Approximation of Time Series
In this talk, we will look at discrete transforms implemented using Haskell, combined with streaming libraries such as conduit/streamly. We will look at how we can use discrete wavelet transform to use with stream, where we do not know the size of the stream beforehand.
Then we will look at how this data can be used to create and update sketches for supporting aggregation query on the time series data. We conclude that using approximate time series is very beneficial in applications such as IOT analytics, finance etc.
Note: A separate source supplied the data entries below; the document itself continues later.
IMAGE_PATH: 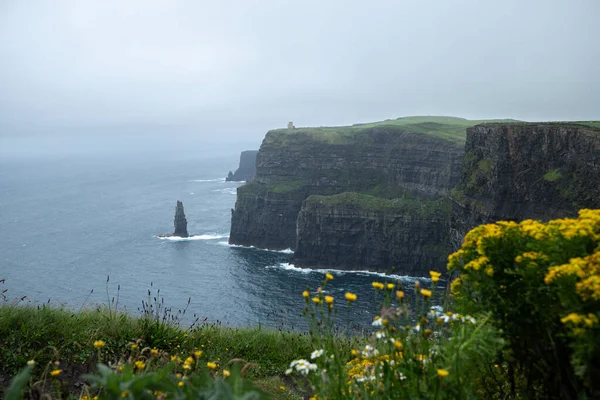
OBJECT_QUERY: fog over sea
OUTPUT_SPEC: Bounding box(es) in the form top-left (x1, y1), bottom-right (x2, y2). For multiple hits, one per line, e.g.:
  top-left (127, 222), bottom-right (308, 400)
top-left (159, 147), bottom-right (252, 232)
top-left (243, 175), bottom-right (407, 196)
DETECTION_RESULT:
top-left (0, 134), bottom-right (430, 329)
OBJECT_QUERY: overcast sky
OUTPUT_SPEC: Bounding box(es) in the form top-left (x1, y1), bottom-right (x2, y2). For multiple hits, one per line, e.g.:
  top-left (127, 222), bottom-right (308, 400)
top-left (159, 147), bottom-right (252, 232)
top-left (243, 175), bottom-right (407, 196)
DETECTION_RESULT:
top-left (0, 0), bottom-right (600, 137)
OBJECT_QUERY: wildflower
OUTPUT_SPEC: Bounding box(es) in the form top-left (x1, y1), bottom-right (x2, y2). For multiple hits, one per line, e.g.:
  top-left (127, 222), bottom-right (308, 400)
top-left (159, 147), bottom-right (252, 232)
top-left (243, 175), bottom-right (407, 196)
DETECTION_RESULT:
top-left (429, 271), bottom-right (442, 283)
top-left (438, 369), bottom-right (450, 378)
top-left (345, 292), bottom-right (356, 303)
top-left (310, 349), bottom-right (323, 360)
top-left (285, 359), bottom-right (318, 375)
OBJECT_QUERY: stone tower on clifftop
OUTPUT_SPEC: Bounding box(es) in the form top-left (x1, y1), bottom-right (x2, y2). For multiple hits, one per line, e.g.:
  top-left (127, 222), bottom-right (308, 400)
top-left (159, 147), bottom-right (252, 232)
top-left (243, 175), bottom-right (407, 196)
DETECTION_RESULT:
top-left (173, 200), bottom-right (189, 237)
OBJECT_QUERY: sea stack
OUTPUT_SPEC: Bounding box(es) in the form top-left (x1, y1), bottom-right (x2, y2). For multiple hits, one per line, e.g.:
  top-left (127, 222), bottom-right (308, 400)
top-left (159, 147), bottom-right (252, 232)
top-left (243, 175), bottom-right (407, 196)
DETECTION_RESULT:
top-left (173, 200), bottom-right (189, 237)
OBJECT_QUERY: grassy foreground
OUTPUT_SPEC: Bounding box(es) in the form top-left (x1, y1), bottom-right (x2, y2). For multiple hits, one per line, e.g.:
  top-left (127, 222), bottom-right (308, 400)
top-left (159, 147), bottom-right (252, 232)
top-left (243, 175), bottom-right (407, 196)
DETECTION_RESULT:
top-left (0, 305), bottom-right (346, 399)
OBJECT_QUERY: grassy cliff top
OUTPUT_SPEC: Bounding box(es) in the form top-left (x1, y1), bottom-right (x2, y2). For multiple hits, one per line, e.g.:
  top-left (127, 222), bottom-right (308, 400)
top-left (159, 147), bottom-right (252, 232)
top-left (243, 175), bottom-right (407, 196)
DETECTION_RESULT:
top-left (479, 121), bottom-right (600, 130)
top-left (305, 192), bottom-right (450, 216)
top-left (265, 116), bottom-right (519, 144)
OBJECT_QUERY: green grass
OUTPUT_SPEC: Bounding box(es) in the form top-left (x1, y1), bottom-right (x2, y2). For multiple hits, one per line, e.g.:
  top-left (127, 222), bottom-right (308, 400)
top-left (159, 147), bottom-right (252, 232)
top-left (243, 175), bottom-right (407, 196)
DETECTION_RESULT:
top-left (266, 116), bottom-right (518, 144)
top-left (306, 192), bottom-right (450, 216)
top-left (0, 305), bottom-right (328, 398)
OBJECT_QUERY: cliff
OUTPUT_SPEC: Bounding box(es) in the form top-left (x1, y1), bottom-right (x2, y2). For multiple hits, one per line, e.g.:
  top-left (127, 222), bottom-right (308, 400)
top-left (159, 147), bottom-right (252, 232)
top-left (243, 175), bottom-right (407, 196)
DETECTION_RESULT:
top-left (230, 125), bottom-right (463, 255)
top-left (294, 193), bottom-right (452, 276)
top-left (173, 200), bottom-right (189, 237)
top-left (452, 123), bottom-right (600, 240)
top-left (225, 150), bottom-right (258, 182)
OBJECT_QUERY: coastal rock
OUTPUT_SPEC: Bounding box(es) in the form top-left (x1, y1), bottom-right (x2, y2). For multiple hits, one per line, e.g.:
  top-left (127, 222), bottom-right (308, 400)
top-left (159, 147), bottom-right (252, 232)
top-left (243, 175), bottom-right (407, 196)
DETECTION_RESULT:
top-left (230, 125), bottom-right (463, 274)
top-left (173, 200), bottom-right (189, 237)
top-left (225, 150), bottom-right (258, 182)
top-left (452, 123), bottom-right (600, 239)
We will also see how a simple Haskell list based application can be scaled using conduit not only for ingesting data, but also for querying it dynamically.
Especially, we will look at CPU utilization of few machines and present the comparative study between query over raw CPU utilization data, and same queries over approximate time series.
Currently being studied at my organization, such functional application is found to be useful in representing data for quick analytics.
Outline/Structure of the Case Study
- Necessity of approximating time series
- Representing discrete wavelet transformation for multivariate signals in functional language (Haskell)
- Applying wavelet transforms for Haskell Lists and lifting it for conduit/streamly
- Creating functional sketches
- Using state monad and STM to update sketches and wavelet coefficients.
- Running query on live stream.
- Stream / reactive programming
- Working with conduit/streamly
- Signal processing in functional language
- Reducing signal size
People interested in applying FP in day-to-day life to solve interesting problems.
Prerequisites for Attendees
No formal knowledge of Haskell is necessary, though through simple List processing we will move to parallel high/low pass filter for time series data for fast processing.
It is assumed that the audience has some idea of FP, immutability.
Some math fundamentals (Linear Algebra, Convolution) will be very useful.